READ MORE:Before You Watch ‘Mob City’--Bugsy Siegel, Mickey Cohen, and Chief Parker” and “Another Good Story Ruined: William Parker vs. Bugsy Siegel” (The Daily Mirror); “‘Mob City’ Review: Is It Really Noir?,” by Anthony Venutolo (Bukowski’s Basement); “Before ‘Mob City’: A Look Back at the Mobsters of L.A. on Screen,” by Patrick Kevin Day and Jevon Phillips (Los Angeles Times); “Mob City,” by Brent Allard (Criminal Movies).

Sure Shots

In addition to this morning’s news about Grand Master Award winners, British critic and columnist Mike Ripley has also released the list of his 2013 Shots of the Year Award recipients, in seven categories. He’s made some excellent selections, honoring fiction by Martin Cruz Smith, Robert Ryan, M.D. Villiers, and others. But of course, I would expect no less from an authority in this field such as Ripley.
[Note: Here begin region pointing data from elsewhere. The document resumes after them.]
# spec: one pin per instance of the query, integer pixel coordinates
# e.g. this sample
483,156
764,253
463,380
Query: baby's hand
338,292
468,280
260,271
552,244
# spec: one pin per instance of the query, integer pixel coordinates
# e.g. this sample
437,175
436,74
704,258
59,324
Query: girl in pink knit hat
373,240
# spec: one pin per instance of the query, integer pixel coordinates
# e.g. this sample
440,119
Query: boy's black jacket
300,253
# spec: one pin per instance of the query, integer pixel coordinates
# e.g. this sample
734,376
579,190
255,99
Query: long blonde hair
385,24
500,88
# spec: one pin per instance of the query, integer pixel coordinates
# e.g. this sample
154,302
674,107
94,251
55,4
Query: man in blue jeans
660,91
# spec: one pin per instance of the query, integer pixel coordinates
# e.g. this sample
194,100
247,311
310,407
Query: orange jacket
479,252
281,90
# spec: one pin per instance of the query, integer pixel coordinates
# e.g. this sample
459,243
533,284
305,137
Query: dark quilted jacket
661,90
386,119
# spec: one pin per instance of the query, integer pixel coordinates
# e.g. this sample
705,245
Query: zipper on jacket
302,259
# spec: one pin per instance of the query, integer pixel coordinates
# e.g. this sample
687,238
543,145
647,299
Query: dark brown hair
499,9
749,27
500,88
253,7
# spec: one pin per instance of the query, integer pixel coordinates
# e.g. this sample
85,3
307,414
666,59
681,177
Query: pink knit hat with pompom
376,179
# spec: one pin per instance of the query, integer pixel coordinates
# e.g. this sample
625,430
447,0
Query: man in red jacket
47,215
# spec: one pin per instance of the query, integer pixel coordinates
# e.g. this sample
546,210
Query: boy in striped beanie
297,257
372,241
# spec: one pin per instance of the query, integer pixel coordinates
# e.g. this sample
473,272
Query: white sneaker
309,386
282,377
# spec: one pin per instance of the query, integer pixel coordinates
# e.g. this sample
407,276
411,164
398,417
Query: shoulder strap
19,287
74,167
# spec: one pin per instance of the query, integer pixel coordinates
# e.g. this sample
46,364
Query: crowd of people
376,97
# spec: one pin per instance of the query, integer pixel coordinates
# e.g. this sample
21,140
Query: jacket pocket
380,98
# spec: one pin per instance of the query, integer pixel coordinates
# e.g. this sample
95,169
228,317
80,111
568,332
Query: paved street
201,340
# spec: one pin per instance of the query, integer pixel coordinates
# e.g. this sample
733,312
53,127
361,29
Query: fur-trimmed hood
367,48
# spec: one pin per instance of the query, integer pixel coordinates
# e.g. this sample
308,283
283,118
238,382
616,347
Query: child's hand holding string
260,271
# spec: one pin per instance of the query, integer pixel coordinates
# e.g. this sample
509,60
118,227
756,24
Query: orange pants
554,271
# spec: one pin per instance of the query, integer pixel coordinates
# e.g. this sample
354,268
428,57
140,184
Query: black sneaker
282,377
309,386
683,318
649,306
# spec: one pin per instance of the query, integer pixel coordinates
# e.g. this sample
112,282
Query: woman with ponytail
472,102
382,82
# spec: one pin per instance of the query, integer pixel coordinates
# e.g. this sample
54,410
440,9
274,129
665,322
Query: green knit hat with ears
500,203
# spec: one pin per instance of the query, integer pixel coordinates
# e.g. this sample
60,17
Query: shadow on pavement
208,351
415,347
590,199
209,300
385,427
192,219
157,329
If you’re looking for gifts to present to crime-fiction fans in your family this Christmas, start with Ripley’s list.

Grand Times for Crais and Hart

The Mystery Writers of America (MWA) has announced that authors Robert Crais and Carolyn Hart will both receive its 2014 Grand Master Awards, “represent[ing] the pinnacle of achievement in mystery writing.” Those two join a pantheon of previous Grand Masters that includes Martha Grimes, James Lee Burke, Bill Pronzini, Robert B. Parker, Helen McCloy, and many others.

In addition, the MWA has chosen Aunt Agatha’s bookstore in Ann Arbor, Michigan, as the winner of its 2014 Raven Award, “recognize[ing] outstanding achievement in the mystery field outside the realm of creative writing.”

These commendations will be presented, together with the rest of next year’s Edgar Awards, during a banquet in New York City on May 1.

Our hearty congratulations go out to all the winners.